The canola project will investigate the cellular changes in guard cells in response to drought conditions. Guard cells regulate how much water and carbon dioxide pass through leaf pores (stoma). Using a combination of genomic and bioinformatic approaches, the investigators will track dynamic changes in molecules, proteins, and metabolites in these cells that regulate the plant’s reaction under low water conditions. Peck, coordinator of the grant at the University, will contribute his lab’s expertise on proteomic analyses to investigate dynamic changes in protein abundance and protein modification during these responses. The project has potentiality to improve water use efficiency and resistance to drought in crops.
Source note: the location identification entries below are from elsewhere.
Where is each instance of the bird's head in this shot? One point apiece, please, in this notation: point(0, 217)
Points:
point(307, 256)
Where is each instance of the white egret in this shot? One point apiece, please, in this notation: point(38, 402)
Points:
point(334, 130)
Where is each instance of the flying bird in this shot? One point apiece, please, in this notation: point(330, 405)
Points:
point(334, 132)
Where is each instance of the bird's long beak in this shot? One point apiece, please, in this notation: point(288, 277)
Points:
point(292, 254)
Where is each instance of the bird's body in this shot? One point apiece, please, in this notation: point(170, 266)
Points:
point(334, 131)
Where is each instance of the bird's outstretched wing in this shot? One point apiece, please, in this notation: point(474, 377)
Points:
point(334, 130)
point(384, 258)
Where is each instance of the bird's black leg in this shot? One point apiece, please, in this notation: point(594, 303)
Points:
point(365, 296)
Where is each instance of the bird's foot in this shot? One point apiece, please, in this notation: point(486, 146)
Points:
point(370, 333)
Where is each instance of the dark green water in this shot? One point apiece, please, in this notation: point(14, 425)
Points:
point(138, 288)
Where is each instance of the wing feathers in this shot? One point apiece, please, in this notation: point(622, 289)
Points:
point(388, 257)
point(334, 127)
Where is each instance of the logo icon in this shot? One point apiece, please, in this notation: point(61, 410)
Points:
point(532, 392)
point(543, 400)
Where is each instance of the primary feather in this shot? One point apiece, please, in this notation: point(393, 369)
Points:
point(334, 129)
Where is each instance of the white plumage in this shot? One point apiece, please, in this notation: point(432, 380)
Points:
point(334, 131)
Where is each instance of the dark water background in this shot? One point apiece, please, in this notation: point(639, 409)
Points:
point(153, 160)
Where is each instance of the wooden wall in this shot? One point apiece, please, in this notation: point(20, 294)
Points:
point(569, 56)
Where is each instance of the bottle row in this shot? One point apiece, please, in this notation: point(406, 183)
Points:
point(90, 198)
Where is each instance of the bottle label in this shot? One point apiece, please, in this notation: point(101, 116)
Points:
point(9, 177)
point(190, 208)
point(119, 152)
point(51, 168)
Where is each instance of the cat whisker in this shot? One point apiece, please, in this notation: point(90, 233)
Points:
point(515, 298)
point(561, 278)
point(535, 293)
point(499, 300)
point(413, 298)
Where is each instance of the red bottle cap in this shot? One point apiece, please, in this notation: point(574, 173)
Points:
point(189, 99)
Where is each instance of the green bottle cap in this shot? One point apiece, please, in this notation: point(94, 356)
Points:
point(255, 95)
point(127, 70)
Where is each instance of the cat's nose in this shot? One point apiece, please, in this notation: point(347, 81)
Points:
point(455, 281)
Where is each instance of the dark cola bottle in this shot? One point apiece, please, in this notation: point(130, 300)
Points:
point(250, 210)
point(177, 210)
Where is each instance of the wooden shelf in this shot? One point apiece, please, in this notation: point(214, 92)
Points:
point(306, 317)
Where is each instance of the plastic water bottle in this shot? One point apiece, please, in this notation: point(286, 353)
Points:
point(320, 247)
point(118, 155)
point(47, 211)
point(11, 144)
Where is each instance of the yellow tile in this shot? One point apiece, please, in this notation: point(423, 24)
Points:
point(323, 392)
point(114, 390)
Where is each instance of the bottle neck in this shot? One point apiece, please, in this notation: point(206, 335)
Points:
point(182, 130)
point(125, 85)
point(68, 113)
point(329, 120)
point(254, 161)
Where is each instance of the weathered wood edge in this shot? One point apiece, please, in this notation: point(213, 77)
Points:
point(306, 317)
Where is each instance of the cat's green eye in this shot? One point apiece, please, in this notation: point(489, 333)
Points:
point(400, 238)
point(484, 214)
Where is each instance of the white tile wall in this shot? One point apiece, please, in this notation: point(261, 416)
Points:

Both the canola and soybean projects combine the expertise of computational biologists, geneticists, and experimental lab work to map the dynamic interactions that underlie cellular or organismal functions. The goal is to integrate the total information and provide a view of the plant’s entire response as a “system” rather than as separate pieces of information. This approach should drive predictive models that can be exploited for improving breeding strategies. Both projects will contribute new knowledge of cellular-level responses to environmental conditions, an area of growing interest.
The maize project will focus on the functionregions of DNA near the center of chromosomes involved in cell division, or chromosome centromeres. Birchler, coordinator of the project at the University, will be investigating epigenetic “marks” to maize centromeres. Epigenetics refers to changes in the expression of a gene without a change in the genome itself. Centromeres are key elements in the development of plant artificial chromosomes, a new technology that holds potential for introducing multiple traits as a single unit into crops. The research will further the development of this new technology in maize as well as guide its adaptation to other plant species.
Each project also includes training and outreach goals. Stacey’s project provides the funding for a new Freshman Research in Plant Science (FRIPS) program that involves University science students in advanced genomics research. Peck will establish a new program geared to teach undergraduate students in the sciences how to communicate their research to the public. Birchler will build on an existing collaboration with the National Autonomous University of Mexico to provide a student exchange program for students to do research in partner labs.
Established in 1998, the Plant Genome Research Program is coordinated by the Interagency Working Group on Plant Genomes of the National Science and Technology Council.